What “telling” is for:
–Description that goes on more than a line or so.
–Establishing tone.
–Getting through unimportant transitions as briskly as possible.
–Getting through anything else unimportant as briskly as possible.
What avoiding telling necessarily causes:
–Limits description.
–Makes it hard to create a tone at all.
–SLOWS DOWN THE STORY A LOT, and I mean A LOT, and this is a problem even for an author who doesn’t care much about description.
So, what does this post at Anne R Allen’s blog say
A) Too Much “Show Don’t Tell” Slows the Pace.
Some newbie writers confuse descriptions of violence with conflict. If you describe every blow and scream of pain in a fight scene, your story is not moving forward. The story stops until we know how the characters react to what’s going on and how the fight alters the trajectory of the plot.
B) “Camera’s Eye” Showing Skimps on Information
But when a novelist tells us a character clenches his fist, he is not letting us in on much. … You’re not a camera. You’re a novelist. And it’s your job to give us as much information as possible to tell your story.

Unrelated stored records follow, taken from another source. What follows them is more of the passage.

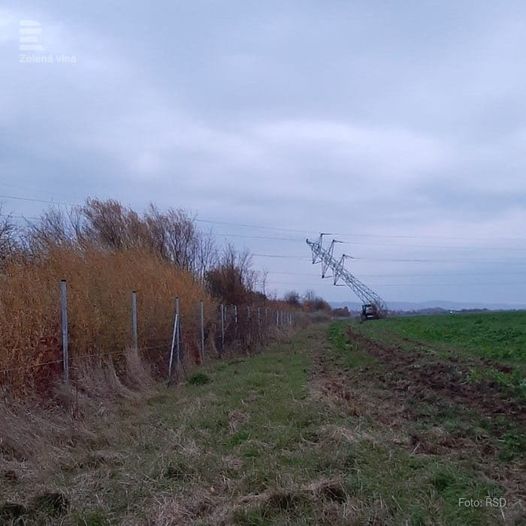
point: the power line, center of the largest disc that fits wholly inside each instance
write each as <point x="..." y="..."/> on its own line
<point x="282" y="229"/>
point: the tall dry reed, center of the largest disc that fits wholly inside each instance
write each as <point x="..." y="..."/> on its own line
<point x="99" y="297"/>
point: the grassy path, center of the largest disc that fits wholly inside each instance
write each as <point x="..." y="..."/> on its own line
<point x="300" y="434"/>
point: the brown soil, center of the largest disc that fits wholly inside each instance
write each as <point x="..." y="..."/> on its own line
<point x="424" y="377"/>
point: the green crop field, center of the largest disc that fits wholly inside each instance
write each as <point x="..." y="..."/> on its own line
<point x="496" y="342"/>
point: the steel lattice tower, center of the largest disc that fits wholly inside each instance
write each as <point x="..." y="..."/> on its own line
<point x="327" y="260"/>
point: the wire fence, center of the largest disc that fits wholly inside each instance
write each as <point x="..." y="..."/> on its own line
<point x="213" y="331"/>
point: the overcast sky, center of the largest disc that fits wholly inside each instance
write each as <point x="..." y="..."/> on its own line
<point x="399" y="126"/>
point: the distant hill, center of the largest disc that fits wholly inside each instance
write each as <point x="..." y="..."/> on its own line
<point x="433" y="306"/>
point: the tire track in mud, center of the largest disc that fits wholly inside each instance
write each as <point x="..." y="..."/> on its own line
<point x="393" y="394"/>
<point x="420" y="375"/>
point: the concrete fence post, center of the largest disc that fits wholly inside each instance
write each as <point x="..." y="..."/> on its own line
<point x="64" y="328"/>
<point x="202" y="313"/>
<point x="222" y="310"/>
<point x="178" y="334"/>
<point x="135" y="335"/>
<point x="172" y="347"/>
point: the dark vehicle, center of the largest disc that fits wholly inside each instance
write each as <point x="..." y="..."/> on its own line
<point x="369" y="312"/>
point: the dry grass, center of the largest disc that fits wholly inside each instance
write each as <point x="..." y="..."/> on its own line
<point x="99" y="292"/>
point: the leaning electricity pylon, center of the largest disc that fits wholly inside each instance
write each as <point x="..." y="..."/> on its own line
<point x="328" y="261"/>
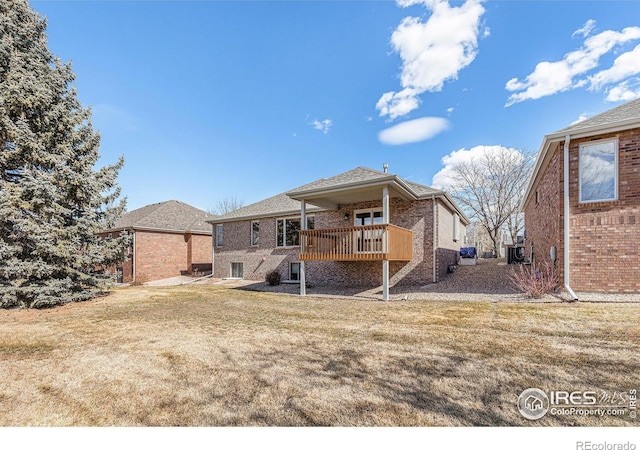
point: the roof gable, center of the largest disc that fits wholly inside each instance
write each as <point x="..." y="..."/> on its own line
<point x="171" y="215"/>
<point x="278" y="205"/>
<point x="628" y="112"/>
<point x="623" y="117"/>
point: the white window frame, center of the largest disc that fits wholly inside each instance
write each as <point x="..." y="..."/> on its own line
<point x="367" y="210"/>
<point x="371" y="241"/>
<point x="291" y="264"/>
<point x="241" y="270"/>
<point x="255" y="237"/>
<point x="616" y="173"/>
<point x="284" y="228"/>
<point x="219" y="235"/>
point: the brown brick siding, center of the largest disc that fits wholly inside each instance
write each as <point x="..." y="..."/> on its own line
<point x="157" y="255"/>
<point x="544" y="215"/>
<point x="603" y="236"/>
<point x="448" y="249"/>
<point x="257" y="261"/>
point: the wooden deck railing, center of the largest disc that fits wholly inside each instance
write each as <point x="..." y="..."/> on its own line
<point x="364" y="243"/>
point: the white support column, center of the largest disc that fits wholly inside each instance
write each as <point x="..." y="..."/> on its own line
<point x="303" y="226"/>
<point x="385" y="263"/>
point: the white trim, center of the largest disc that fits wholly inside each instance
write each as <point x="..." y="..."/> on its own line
<point x="219" y="235"/>
<point x="616" y="178"/>
<point x="370" y="211"/>
<point x="291" y="263"/>
<point x="253" y="237"/>
<point x="284" y="242"/>
<point x="241" y="269"/>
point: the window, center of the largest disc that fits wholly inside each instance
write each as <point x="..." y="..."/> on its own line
<point x="219" y="235"/>
<point x="598" y="171"/>
<point x="367" y="217"/>
<point x="288" y="231"/>
<point x="294" y="271"/>
<point x="237" y="270"/>
<point x="255" y="233"/>
<point x="368" y="241"/>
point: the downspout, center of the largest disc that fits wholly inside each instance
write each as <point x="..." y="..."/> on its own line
<point x="433" y="239"/>
<point x="567" y="285"/>
<point x="213" y="248"/>
<point x="133" y="260"/>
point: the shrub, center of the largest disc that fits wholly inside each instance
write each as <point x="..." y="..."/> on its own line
<point x="536" y="282"/>
<point x="273" y="278"/>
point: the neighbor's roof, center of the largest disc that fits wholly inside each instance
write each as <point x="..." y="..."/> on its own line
<point x="288" y="203"/>
<point x="171" y="215"/>
<point x="623" y="117"/>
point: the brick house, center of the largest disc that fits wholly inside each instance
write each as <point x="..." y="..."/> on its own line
<point x="169" y="239"/>
<point x="353" y="229"/>
<point x="582" y="204"/>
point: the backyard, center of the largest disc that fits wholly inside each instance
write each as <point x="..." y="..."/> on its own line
<point x="211" y="355"/>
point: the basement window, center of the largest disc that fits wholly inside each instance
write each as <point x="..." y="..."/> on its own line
<point x="219" y="235"/>
<point x="237" y="270"/>
<point x="598" y="171"/>
<point x="255" y="233"/>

C) “Show Don’t Tell” Can Distance the Reader from the Character.
An author’s job is to create a connection between the reader and the character. Readers want to get inside the character’s head. But when we meet that guy with the clenched fist, we are just looking at him from the outside. We’re shut out of the story.
D) Withholding Information Annoys the Reader.
Let us know where we are, who the protagonist is and what he wants, or you’ve lost your reader before chapter two. If you have to tell rather than show to keep the reader from leaving, go ahead and do it. Seriously. It’s okay.
E) It’s Hard to Say Anything Original about Body Language.
How many times have you hit the thesaurus looking for a new way to say your character is afraid or angry or elated?
F) Too Much “Showing” Can be a Sign of Over-Workshopping
I know writers who have workshopped the same novel for decades in everything from college classes to writers’ conferences to online critique groups. They often try to follow the advice of every person who gives feedback. What they’re doing is giving away creative control of their own book. They are letting their book be written by committee. They’re also following a recipe for bland, boring writing. Don’t do it.
These are all good points. But surely that last is pure insecurity. This is where the only advice that matters is QUIT ASKING FOR ADVICE. Oh, maybe, PUT THAT AWAY FOR A YEAR and also QUIT ASKING FOR ADVICE. I really feel someone who does this ought to benefit a lot by putting the over-workshopped thing in a drawer and writing something else. When they have their new project finished, they should perhaps ask ONE beta reader for a critique, and then revise ONE time and then make a decision on that basis about whether to send it out into the world.
Having said that, I overworked a book once, and had a difficult time rebuilding it. That was NO FOREIGN SKY, and it was a lesson to me. The lesson was: Don’t keep rewriting according to different people’s advice. Just don’t. Minor revision is one thing; that’s fine. But big rewrites, do it according to your own vision or don’t do it at all. I may not stick to that rule forever, who knows, but that’s my rule for now.
Meanwhile!
I do like the linked post, and I hadn’t thought specifically of how “show don’t tell” can be translated as “don’t put us in the character’s head,” but wow, it sure could be taken that way. Speaking as someone who benefits from being asked, “Can you bring us more into the character’s head?”, I now wonder if this is one reason I dislike “show don’t tell” advice so much — because “show physical movements, avoid revealing the emotional context” is exactly the wrong advice for me. It might be okay for someone else. It might help a different author tone down the angst. Though my impression is, authors who write characters who wallow in angst do it on purpose, so maybe not.
Anyway, bottom line, everybody needs to show effectively and also tell effectively, whatever that means for them; and (as always) proscriptive advice is bad advice.
Also, maybe I should re-read A Winter’s Tale. Maybe I’ll wait till July, when I long for winter. Or for February, when I want to enjoy the winter more.